Aparte de los intemporales asuntos propios de la juventud y de los estudios, de las dudas implícitas a esa edad y esa situación, el contexto de Andrea es la España de los primeros años 40, y Carmen Laforet, tan cercana a su propio personaje, supo escribirlo con una maestría deslumbrante. Yo intenté leer Nada demasiado pronto, a los doce o trece años, cuando mi hermano mayor se vio obligado a leerla por los planes de estudios de entonces, y el ambiente asfixiante de aquel piso de la calle Aribau apenas me dejó entrar, y me expulsó a las pocas páginas. Cuando yo mismo debería haber tenido que leerla, pocos años después, ya no era una lectura obligatoria, pero la leí, y me gustó sin más, sumergido por entonces en el descubrimiento de demasiadas cosas a la vez, y muchas lo suficientemente geniales como para que aquella primera novela me impresionara. Pero la he releído ahora y, aunque suene a obviedad inexcusable, he reparado definitivamente en lo extraordinaria que es, y lo meritoria, y lo sorprendente, y lo osada, y lo atrevida, y lo atinada… Barcelona ya había sido magistralmente recreada poco antes en novelas como Lo rojo y lo azul de Benjamín Jarnés o Campo cerrado de Max Aub, y desde luego lo ha sido después en las novelas y relatos de Manuel Vázquez Montalbán, Juan Marsé, Eduardo Mendoza, Ignacio Martínez de Pisón o Sergi Pàmies. La literatura ha estado siempre a la altura de Barcelona, que es una ciudad realmente bien escrita, algo que no se puede decir de todas. Pero en ese sentido también es Nada un hito, pues a los apuntes como secundarios que va dejando caer aquí y allá, se define el perfil de la ciudad como “un rebaño de monstruos” en una de las escapadas que Andrea hace al campo en el coche de los jóvenes enamorados Jaime y Ena, o se desliza hacia lo grotesco y esperpéntico, casi goyesco, en esas páginas alucinadas en las que Andrea persigue a su tío Juan por el prohibido y temido Barrio Chino.

Esa inteligencia y esa habilidad literaria se despliegan a lo largo de toda la novela, desde la estación a la que llega en la primera línea hasta esa ciudad que queda atrás en la última, encajando nítidamente el relato en la clásica “unidad de lugar”: la novela, al cabo, cuenta la más bien fallida (así, desde luego, lo vive ella) experiencia de unos meses, un curso escolar, en Barcelona, ciudad tan fascinante como dura, tan estimulante como difícil, que atrapa pero también rechaza.
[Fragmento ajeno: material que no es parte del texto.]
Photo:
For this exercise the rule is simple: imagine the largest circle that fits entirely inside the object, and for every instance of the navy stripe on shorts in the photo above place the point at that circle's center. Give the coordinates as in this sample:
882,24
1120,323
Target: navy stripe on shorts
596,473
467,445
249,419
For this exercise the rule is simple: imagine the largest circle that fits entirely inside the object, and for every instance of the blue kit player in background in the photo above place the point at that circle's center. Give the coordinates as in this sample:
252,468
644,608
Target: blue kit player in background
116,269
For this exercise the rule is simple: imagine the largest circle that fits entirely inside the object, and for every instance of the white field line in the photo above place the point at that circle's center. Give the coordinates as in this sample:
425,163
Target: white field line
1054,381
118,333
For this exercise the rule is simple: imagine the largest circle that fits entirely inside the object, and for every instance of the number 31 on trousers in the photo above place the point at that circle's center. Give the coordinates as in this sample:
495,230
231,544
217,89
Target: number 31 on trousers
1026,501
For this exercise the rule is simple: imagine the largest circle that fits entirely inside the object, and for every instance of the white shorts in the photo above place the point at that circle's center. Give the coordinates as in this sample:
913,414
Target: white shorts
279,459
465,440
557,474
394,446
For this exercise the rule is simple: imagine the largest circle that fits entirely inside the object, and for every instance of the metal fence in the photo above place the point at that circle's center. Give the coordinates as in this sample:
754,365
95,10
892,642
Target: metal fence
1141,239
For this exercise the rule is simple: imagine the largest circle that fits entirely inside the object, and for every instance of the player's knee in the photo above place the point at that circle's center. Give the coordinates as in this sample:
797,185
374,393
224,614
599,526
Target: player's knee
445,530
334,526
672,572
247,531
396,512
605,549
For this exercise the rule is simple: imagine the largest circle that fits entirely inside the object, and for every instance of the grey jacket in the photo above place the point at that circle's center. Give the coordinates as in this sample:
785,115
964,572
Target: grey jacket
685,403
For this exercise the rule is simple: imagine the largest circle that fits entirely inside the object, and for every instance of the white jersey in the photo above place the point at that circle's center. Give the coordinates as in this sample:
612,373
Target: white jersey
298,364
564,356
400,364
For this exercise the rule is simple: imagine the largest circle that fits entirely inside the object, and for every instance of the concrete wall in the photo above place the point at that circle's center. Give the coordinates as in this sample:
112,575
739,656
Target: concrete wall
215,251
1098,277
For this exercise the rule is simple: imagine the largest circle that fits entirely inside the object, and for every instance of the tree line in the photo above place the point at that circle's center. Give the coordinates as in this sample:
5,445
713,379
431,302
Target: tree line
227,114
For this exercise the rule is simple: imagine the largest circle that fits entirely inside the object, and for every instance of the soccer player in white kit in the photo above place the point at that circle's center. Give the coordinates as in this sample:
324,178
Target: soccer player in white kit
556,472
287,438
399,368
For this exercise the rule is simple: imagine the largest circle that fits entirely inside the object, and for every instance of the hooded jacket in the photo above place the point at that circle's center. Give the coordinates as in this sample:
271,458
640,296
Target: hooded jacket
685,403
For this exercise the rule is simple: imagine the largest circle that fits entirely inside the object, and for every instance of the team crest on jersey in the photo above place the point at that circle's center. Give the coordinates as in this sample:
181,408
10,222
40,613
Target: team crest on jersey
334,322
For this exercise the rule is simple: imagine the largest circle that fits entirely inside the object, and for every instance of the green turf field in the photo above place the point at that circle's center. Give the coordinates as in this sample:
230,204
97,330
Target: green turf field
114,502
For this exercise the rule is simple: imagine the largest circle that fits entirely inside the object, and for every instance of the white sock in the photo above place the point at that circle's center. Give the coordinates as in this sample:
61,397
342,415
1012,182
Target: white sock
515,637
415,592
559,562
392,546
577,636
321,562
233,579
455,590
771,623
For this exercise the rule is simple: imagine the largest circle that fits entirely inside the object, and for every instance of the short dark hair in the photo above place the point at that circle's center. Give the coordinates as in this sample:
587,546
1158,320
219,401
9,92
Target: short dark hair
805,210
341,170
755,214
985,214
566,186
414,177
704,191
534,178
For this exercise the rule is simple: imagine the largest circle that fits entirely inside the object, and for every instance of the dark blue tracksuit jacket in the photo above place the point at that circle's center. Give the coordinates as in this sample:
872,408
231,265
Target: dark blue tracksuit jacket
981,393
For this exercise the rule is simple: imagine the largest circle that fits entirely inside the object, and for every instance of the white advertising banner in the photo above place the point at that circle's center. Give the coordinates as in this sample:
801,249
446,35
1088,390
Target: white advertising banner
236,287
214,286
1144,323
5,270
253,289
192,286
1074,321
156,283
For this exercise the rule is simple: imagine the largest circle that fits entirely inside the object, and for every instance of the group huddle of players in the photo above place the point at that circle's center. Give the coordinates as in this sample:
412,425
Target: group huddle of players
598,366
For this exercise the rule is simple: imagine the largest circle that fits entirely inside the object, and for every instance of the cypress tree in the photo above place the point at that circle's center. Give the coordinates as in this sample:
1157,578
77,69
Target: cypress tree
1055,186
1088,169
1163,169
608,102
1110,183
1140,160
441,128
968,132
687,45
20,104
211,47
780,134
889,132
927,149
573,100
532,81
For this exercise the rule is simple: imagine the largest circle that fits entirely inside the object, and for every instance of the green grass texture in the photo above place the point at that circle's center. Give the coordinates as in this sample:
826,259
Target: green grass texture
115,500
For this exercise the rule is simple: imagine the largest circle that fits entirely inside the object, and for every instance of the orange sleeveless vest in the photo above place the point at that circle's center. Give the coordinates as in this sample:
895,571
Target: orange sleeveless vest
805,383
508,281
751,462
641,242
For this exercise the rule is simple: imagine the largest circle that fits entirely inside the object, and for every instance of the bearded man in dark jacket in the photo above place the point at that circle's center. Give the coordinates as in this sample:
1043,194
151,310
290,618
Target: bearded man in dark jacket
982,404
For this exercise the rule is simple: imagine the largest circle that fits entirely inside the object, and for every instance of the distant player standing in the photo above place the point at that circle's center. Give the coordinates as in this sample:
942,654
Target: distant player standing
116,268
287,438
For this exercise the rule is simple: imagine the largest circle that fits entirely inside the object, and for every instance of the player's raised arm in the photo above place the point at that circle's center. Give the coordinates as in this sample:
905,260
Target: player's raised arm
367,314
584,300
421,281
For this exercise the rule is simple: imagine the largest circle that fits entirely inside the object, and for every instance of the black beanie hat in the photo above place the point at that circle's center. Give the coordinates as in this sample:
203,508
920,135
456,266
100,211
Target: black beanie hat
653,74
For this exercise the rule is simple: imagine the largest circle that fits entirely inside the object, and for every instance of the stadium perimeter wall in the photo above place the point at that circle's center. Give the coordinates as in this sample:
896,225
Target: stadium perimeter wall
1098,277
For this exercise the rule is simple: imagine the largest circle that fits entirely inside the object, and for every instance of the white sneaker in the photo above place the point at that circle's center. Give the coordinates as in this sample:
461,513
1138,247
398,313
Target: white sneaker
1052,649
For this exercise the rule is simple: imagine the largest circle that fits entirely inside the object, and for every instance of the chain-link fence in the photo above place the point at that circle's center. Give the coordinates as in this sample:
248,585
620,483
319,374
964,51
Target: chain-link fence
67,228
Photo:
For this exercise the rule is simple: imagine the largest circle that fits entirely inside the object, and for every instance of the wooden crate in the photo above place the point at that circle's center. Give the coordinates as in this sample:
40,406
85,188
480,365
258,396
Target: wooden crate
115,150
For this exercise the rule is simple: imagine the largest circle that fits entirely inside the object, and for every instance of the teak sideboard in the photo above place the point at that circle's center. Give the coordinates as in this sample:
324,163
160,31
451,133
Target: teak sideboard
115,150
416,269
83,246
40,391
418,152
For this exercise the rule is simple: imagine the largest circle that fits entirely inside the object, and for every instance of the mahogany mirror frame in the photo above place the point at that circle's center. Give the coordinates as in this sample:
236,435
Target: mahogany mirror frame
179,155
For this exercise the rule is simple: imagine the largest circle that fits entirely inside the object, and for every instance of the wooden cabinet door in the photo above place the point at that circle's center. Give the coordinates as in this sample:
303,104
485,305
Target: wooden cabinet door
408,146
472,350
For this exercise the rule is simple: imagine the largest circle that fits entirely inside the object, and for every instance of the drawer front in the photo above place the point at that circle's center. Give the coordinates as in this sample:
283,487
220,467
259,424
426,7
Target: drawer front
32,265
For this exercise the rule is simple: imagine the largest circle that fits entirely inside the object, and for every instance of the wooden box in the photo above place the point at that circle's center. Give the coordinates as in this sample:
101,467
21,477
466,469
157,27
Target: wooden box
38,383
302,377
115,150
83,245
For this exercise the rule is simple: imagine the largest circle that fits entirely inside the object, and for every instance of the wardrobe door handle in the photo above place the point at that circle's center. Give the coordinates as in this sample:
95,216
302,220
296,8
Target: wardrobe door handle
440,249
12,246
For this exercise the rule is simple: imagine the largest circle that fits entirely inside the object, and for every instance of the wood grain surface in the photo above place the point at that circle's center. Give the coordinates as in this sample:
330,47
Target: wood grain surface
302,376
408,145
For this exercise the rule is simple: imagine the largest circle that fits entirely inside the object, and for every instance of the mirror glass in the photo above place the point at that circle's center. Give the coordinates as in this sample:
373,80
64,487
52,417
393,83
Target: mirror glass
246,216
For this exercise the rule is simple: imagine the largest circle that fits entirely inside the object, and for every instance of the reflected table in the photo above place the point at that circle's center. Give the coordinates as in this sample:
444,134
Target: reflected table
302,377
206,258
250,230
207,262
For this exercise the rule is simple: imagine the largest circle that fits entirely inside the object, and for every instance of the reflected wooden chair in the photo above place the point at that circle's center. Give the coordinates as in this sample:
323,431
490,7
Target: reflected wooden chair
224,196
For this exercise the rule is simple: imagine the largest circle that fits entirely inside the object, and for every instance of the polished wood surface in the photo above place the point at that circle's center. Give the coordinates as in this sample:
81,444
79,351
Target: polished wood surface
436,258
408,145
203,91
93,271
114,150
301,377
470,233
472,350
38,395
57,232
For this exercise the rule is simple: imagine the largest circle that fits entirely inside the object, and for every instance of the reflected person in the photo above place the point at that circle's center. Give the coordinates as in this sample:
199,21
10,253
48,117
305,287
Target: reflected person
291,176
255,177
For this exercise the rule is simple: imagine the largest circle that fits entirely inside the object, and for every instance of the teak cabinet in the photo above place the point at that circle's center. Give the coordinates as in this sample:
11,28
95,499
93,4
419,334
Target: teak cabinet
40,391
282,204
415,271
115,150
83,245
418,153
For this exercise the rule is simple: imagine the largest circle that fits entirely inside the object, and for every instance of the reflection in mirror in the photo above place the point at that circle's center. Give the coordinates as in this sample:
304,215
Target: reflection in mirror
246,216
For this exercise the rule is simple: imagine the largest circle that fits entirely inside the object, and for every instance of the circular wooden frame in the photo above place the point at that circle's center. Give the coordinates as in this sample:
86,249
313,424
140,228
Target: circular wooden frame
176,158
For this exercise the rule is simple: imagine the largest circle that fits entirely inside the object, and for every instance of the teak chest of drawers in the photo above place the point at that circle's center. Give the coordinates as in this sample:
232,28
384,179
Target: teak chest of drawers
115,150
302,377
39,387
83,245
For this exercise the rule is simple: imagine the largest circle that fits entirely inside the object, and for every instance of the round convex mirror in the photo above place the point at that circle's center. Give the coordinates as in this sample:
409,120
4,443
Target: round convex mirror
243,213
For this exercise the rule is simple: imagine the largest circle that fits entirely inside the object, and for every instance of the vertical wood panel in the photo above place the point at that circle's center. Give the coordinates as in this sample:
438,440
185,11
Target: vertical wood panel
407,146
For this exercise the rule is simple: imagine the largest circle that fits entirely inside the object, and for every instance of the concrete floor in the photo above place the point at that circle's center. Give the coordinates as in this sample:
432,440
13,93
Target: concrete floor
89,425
El retrato de sus calles es casi tan brillante como la exploración psicológica que se hace de los personajes, el análisis de sus traumas y complejos, aunque al fin, y como sin pretenderlo, la que queda más claramente retratada (y casi la única salvable) es la propia narradora, poco experimentada pero audaz, inocente pero astuta y arrojada, tímida pero valiente, y con una personalidad fuerte y noble en medio de diferentes formas de desesperación, de modo que acaba moviéndose con repulsión pero con soltura en medio de todo tipo de dificultades, y sufriendo un machismo ritual que sólo tácitamente queda denunciado, pero que se respira en todos los capítulos. 

La ópera prima de Carmen Laforet fue también su obra maestra, y es una novela que, exactamente setenta y cinco años después de su aparición, mantiene una fuerza asombrosa, una verdad secreta que se hace pública, un alarido íntimo que se convierte en un verdadero revulsivo para el lector. Si eso es así hoy, sólo cabe conjeturar cómo fue secretamente leída en mayo de 1945.